An apparatus for producing a vascular model based on two-dimensional tomographic data,
A storage device for storing the acquired two-dimensional tomographic data;
A container for liquid polyvinyl alcohol;
A nozzle that discharges polyvinyl alcohol and forms a vascular model,
A connecting pipe connecting the container and the nozzle;
A table for holding a vascular model formed by polyvinyl alcohol discharged from the nozzle;
A cooling device for cooling the vascular model held on the table;
A nozzle position adjusting mechanism that relatively moves the nozzle and the table based on the two-dimensional tomographic data stored in the storage device;
An apparatus for manufacturing a vascular model, wherein the polyvinyl alcohol discharged from the nozzle is shaped into a desired shape. The vascular model manufacturing apparatus according to claim 1,
An apparatus for manufacturing a vascular model, wherein the nozzle is provided in proximity to a cooling device, and includes a heater for heating the nozzle. In the vascular model manufacturing apparatus according to claim 1 or 2,
The cooling device is filled with a liquid refrigerant brought into contact with the vascular model,
A vascular model manufacturing system comprising a refrigerant level adjusting mechanism for adjusting a liquid level position of a refrigerant on an upper surface of a vascular model to be layered while interlocking with a movement adjusting mechanism for relatively moving a table and a nozzle. apparatus. In the vascular model manufacturing apparatus according to claim 3,
2. The vascular model manufacturing apparatus according to claim 1, wherein the refrigerant level adjusting mechanism is performed by supplying a refrigerant with a refrigerant supply device. In the vascular model manufacturing apparatus of any one of Claims 1-4,
The vascular model manufacturing apparatus characterized in that the vascular model discharged from the nozzle is cooled by liquefied carbon dioxide immediately after lamination. The vascular model manufacturing apparatus according to any one of claims 1 to 5,
The container is a container for storing two or three different concentrations of polyvinyl alcohol solutions;
The nozzle includes discharge holes for discharging 2 or 3 different concentrations of polyvinyl alcohol,
The two or three different concentration polyvinyl alcohol solutions are connected by connecting pipes so as to be connected from the container to the discharge holes of the nozzle, respectively.

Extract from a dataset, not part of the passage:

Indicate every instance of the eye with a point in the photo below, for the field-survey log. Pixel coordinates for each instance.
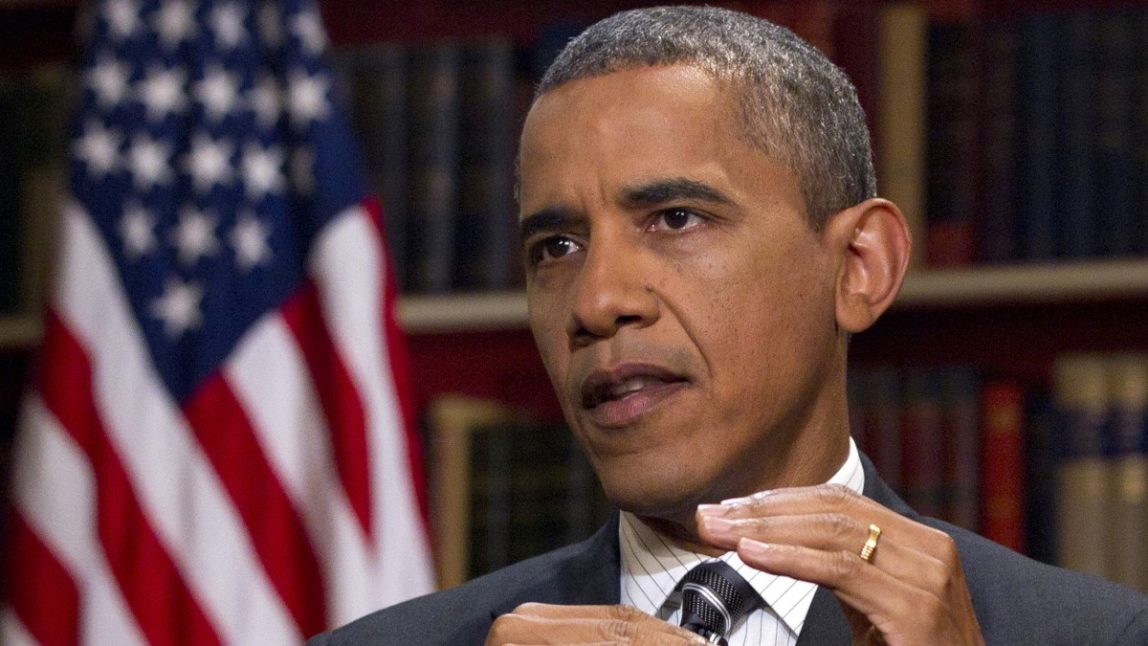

A vessel for producing a multi-layered vascular model, characterized in that the discharge holes of the nozzles are arranged to discharge polyvinyl alcohol solutions having different concentrations so as to form concentric circles in the cross section of the vascular model. Model manufacturing equipment. The vascular model manufacturing apparatus according to claim 1,
The container is connected to a pressure device;
An apparatus for producing a vascular model, wherein a polyvinyl alcohol solution is extruded. A method for manufacturing a vascular model,
Store in a container a polyvinyl alcohol solution of a concentration selected based on the physical properties of the vessel,
By adjusting the relative position between the nozzle holding the vascular model and the nozzle based on the two-dimensional tomographic data stored in the storage medium from the nozzle connected to the container by the connection pipe, the polyvinyl chloride is formed into a desired shape. A method of manufacturing a vascular model, characterized by discharging and molding alcohol. A vascular model manufactured by the method for manufacturing a vascular model according to claim 8,
Depending on the physical properties of the simulated vessel, the artery is selected with a concentration range of 8-20% by weight for the arteries, 8-15% by weight for the veins, and 6-13% by weight for the lymph vessels. Tube model.